ProjAnalysis is an analysis tool for WikiProjects on the English Wikipedia. The tool will produce a CSV file listing each user, the number of edits they've made to the project's space (i.e. the WikiProject page itself and its subpages), and the number of edits they have made to pages that are in that WikiProject's scope. Currently the script is configured to run the analysis on a one-year period beginning on March 1, 2014 and ending February 28, 2015.
ProjAnalysis comes in two parts: projanalysis.py, containing the ProjAnalysis class, and execution.py, which produces the list of bots to exclude from the analysis and includes the list of WikiProjects to analyze.

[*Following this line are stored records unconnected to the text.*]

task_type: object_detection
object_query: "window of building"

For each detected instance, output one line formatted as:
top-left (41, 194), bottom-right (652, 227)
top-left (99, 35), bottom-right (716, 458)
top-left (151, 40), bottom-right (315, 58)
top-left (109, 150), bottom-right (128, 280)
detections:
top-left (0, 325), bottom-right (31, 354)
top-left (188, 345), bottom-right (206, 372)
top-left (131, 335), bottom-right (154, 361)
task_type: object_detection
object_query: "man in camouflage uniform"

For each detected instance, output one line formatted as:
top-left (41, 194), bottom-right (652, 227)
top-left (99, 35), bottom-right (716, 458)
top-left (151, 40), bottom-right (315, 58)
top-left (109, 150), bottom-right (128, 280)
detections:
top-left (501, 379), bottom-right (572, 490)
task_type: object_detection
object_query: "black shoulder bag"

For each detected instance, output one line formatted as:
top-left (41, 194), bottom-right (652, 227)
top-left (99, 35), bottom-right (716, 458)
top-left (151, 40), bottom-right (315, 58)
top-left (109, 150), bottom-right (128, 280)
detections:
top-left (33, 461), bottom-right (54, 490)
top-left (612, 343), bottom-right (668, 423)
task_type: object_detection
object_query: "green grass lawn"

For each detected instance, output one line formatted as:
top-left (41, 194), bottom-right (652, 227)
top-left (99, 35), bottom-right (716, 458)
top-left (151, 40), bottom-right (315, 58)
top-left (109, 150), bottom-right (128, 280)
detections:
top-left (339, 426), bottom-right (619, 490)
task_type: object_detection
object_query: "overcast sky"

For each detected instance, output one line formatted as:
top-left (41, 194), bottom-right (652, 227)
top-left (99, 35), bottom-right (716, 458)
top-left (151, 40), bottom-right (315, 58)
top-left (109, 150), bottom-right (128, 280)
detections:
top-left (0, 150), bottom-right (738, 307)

If you want to analyze a WikiProject, you will need to edit the pairs dictionary in execution.py. Each entry in the dictionary is in turn a dictionary with two items. The first item is the name of the WikiProject itself (the page title without the "Wikipedia:" part) and the second part is the name of the WikiProject banner (without the "Template:" part). It turns out in practice the two will have identical titles (for example, "Wikipedia:WikiProject Star Trek" and "Template:WikiProject Star Trek"), but I coded it like this in case for whatever reason the two titles differ. Once you have configured execution.py with your files, go ahead and run it. This is intended to be used in Python 3.
Current issue:
- The script's workflow assumes that each WikiProject has a dedicated WikiProject banner. This is not always the case! Some WikiProjects have consolidated their banners into banners of larger projects. For example, WikiProject District of Columbia is given a line on the template for the broader WikiProject United States. An alternative workflow will need to be developed that depends on the WikiProject assessment category tree, or something else that figures out the pages in the project scope.
- Originally, the script relied on the API exclusively. This created a huge bottleneck when loading thousands of pages. Now THAT part is handled strictly by database querying, which is extremely fast. API is still used in parts, so we have something of a hybrid solution going. At some point it should switch to being all database.